In a graph of a rational function, vertical asymptotes are lines where the graph shoots off to infinity as the values of the function become undefined. Essentially, these are straight lines that the graph never touches or crosses.

To find vertical asymptotes, look at the denominator of the rational expression. When you set each factor in the denominator to zero, the solutions are where the vertical asymptotes occur. This is because a zero in the denominator causes the function to be undefined at those points.

• For the function \( y=\frac{x-1}{(3x+2)(x+1)} \), set each factor to zero: \(3x + 2\) and \(x + 1\).
• Solve for each: \(3x + 2 = 0\) gives \(x = -\frac{2}{3}\) and \(x + 1 = 0\) gives \(x = -1\).

These solutions, \(x = -\frac{2}{3}\) and \(x = -1\), are the vertical asymptotes of the graph.

A hole in the graph occurs where a factor in the numerator and denominator cancels out. At these points, the function is not defined, resulting in a gap, or hole, in the graph.

For a hole to exist:

• There must be a common factor in both the numerator and the denominator of the rational expression.
• Once this factor is factored out or canceled, the graph will have a hole at the x-value that makes this factor zero.

In our given function, \(y=\frac{x-1}{(3x+2)(x+1)}\), the numerator \(x-1\) and the factors of the denominator \((3x+2)(x+1)\) share no common factors. Thus, there are no cancellations, implying this function has no holes.

Understanding the factors of a denominator in a rational function is crucial to identifying possible vertical asymptotes and holes.

The denominator shows where the function has restrictions. These restrictions occur because division by zero is undefined.
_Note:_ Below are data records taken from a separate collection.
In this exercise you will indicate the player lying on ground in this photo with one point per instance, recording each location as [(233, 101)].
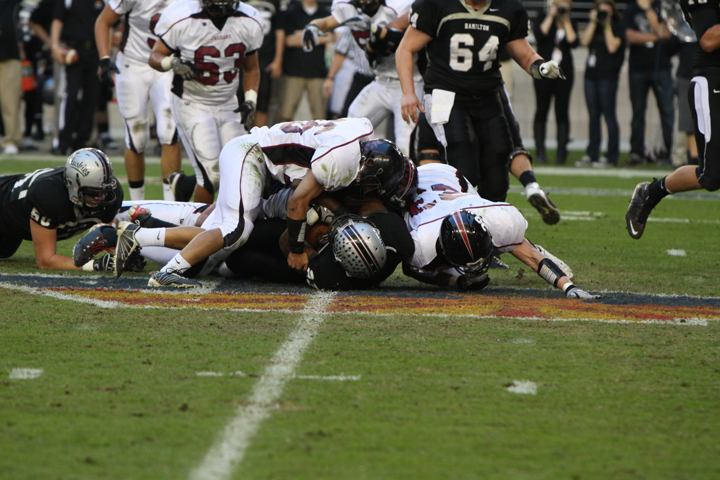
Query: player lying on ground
[(57, 203), (704, 17), (456, 232)]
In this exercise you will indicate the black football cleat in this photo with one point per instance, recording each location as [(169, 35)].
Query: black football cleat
[(640, 207)]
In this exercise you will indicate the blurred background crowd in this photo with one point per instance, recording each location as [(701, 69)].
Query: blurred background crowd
[(613, 55)]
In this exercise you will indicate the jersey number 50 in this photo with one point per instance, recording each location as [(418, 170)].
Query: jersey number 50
[(461, 59)]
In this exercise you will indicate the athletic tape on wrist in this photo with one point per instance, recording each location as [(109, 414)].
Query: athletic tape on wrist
[(549, 271)]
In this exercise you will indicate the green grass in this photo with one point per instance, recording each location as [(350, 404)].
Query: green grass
[(120, 399)]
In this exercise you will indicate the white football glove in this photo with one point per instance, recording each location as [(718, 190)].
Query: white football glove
[(574, 292), (310, 37)]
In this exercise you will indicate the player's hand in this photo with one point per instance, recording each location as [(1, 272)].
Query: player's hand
[(186, 70), (361, 23), (247, 114), (310, 37), (410, 105), (472, 283), (575, 292), (298, 261), (107, 70)]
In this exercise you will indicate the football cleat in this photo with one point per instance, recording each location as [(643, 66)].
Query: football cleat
[(640, 207), (126, 245), (89, 245), (171, 279), (563, 266), (139, 215), (541, 202)]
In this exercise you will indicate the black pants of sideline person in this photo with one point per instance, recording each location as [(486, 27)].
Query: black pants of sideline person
[(77, 110)]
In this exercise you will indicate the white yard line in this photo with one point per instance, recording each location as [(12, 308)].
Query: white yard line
[(229, 450)]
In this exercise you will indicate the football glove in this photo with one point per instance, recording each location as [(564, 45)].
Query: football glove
[(546, 70), (310, 37), (107, 69), (186, 70), (247, 114), (472, 283), (574, 292)]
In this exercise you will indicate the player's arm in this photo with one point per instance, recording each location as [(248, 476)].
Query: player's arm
[(413, 41), (45, 245), (306, 191), (547, 270)]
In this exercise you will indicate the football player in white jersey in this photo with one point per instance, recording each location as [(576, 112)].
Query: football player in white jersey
[(313, 157), (378, 27), (456, 232), (135, 83), (206, 43)]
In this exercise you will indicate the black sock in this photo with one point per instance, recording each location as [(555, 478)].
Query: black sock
[(527, 177), (657, 190)]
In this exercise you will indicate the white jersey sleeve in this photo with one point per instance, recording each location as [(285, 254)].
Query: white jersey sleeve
[(331, 149), (219, 54), (442, 191)]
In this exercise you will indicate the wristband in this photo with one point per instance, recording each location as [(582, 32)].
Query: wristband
[(166, 63), (296, 235)]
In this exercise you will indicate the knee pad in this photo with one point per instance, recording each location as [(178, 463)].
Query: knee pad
[(136, 136)]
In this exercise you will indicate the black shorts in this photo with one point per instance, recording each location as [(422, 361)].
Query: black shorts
[(704, 98)]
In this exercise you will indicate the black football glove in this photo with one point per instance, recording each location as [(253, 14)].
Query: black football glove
[(186, 70), (247, 114), (107, 69), (472, 283)]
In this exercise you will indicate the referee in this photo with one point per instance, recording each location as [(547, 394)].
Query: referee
[(73, 28)]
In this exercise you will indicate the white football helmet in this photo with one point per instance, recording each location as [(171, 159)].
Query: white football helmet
[(357, 246), (90, 179)]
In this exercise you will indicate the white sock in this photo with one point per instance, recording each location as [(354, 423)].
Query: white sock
[(137, 194), (177, 264), (168, 196), (151, 237)]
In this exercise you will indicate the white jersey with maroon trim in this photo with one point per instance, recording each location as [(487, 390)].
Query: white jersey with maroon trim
[(442, 191), (188, 30), (387, 13), (330, 148), (141, 16)]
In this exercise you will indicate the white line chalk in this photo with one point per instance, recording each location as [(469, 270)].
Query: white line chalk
[(230, 448)]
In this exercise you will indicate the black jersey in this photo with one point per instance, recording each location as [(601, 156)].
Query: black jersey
[(702, 15), (463, 55), (43, 197)]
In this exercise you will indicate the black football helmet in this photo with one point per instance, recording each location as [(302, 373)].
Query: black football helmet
[(90, 179), (220, 8), (465, 242), (368, 7)]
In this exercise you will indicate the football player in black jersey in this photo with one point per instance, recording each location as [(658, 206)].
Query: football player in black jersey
[(54, 204), (704, 98), (462, 81)]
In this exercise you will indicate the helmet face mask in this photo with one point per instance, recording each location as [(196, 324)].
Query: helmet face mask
[(357, 246), (465, 242), (220, 8), (90, 180)]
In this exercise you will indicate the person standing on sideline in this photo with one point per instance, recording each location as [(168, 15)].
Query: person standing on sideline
[(705, 103), (556, 36), (73, 45), (605, 39), (649, 67), (10, 77)]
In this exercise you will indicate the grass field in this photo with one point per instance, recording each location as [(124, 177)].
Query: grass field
[(258, 381)]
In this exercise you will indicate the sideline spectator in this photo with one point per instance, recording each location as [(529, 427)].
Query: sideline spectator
[(686, 151), (304, 71), (556, 36), (649, 64), (605, 39), (10, 76)]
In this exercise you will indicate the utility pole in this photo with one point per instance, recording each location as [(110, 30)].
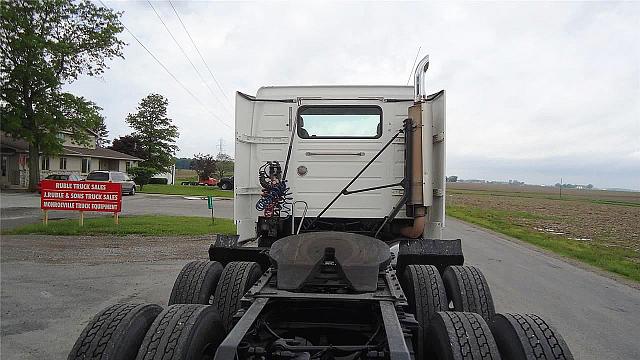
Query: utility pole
[(560, 188)]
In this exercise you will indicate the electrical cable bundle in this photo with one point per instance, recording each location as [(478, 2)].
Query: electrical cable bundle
[(276, 198)]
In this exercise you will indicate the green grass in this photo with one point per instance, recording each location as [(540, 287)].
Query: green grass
[(617, 260), (186, 190), (138, 225)]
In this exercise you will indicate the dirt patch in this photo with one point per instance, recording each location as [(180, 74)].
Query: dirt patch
[(576, 217)]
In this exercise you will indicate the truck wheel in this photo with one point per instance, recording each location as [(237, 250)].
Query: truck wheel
[(426, 296), (461, 335), (115, 332), (527, 336), (236, 279), (183, 331), (196, 283), (468, 290)]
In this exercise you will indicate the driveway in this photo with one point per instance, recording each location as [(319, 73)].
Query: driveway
[(19, 208)]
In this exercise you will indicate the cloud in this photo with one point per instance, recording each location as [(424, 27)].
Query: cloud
[(552, 85)]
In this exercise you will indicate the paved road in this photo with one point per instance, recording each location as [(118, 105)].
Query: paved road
[(598, 317), (19, 208)]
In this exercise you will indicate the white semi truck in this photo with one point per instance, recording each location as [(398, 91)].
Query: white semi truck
[(339, 205)]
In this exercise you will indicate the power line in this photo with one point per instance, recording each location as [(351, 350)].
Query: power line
[(183, 52), (169, 72), (199, 54), (414, 64)]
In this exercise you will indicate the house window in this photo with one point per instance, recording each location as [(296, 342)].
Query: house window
[(86, 165), (4, 165), (45, 163)]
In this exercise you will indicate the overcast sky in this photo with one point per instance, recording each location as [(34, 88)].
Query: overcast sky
[(535, 91)]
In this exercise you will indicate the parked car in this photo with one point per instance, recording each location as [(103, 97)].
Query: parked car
[(66, 177), (202, 182), (128, 185), (226, 183)]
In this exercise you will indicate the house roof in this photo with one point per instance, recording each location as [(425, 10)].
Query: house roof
[(98, 152), (20, 145)]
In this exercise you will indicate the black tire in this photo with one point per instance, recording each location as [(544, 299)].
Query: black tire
[(426, 296), (115, 333), (196, 283), (527, 336), (236, 279), (469, 291), (461, 335), (183, 331)]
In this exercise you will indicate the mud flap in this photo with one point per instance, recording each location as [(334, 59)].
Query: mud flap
[(226, 250), (440, 253)]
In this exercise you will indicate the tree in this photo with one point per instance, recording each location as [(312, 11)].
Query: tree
[(224, 164), (155, 132), (204, 165), (45, 44), (128, 144), (142, 175), (101, 133)]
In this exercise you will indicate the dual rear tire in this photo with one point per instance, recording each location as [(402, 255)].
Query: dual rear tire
[(188, 329), (472, 329)]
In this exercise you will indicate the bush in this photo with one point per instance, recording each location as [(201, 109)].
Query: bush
[(141, 175)]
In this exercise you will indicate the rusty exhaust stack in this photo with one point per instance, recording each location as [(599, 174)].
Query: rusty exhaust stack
[(415, 203)]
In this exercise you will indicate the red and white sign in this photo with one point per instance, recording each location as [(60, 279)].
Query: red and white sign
[(81, 196)]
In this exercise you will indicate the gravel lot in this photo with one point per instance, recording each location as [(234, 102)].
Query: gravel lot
[(52, 286)]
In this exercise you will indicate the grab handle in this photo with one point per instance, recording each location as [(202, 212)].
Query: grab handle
[(361, 153)]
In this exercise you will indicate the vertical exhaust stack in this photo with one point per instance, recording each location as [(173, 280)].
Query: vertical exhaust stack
[(416, 206), (419, 91)]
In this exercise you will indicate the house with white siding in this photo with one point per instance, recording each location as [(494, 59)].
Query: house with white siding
[(76, 159)]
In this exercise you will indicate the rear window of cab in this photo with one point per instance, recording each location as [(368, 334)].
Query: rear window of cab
[(340, 122)]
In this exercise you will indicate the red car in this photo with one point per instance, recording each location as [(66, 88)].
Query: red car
[(67, 177)]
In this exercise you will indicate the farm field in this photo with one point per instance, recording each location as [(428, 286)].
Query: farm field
[(601, 228)]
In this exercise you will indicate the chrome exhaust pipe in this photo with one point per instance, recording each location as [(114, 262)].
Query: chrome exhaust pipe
[(419, 90)]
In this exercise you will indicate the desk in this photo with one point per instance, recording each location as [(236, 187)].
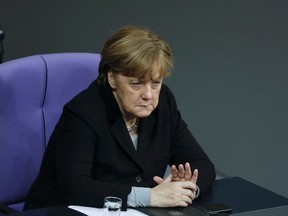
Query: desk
[(238, 193), (242, 195)]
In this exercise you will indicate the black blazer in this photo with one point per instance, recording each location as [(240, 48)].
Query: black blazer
[(90, 154)]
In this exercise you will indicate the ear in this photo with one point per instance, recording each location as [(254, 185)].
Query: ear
[(111, 79)]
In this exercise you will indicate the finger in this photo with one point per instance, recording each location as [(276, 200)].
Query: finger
[(181, 171), (188, 173), (174, 172), (195, 176), (158, 179), (169, 178)]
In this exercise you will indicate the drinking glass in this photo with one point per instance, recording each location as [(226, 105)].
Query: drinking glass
[(112, 206)]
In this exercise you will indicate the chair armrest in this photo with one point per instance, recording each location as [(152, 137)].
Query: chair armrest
[(6, 210)]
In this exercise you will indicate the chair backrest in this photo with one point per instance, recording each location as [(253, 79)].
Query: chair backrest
[(33, 91)]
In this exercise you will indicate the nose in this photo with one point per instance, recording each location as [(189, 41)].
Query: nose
[(147, 92)]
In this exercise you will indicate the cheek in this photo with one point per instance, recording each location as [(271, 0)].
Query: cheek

Thus, solving each factor in the denominator set equal to zero identifies critical points for the function's graph.

• The given function's denominator is \((3x+2)(x+1)\).
• By factoring out each part, we solve \(3x + 2 = 0\) and \(x + 1 = 0\), leading to potential asymptotes or holes.

Reducing rational expressions involves simplifying them to the lowest terms by canceling out common factors.

This process makes calculations easier and reveals the graph's characteristics, such as holes, because these occur where factors in the numerator and denominator cancel each other out, creating undefined points.

To successfully reduce a rational expression:

• Factor both the numerator and the denominator completely.
• Identify and cancel any common factors.
• Express the simplified form, if possible.

In our case with the function \(y=\frac{x-1}{(3x+2)(x+1)}\), there are no common factors to cancel, so the function is already in its simplest form.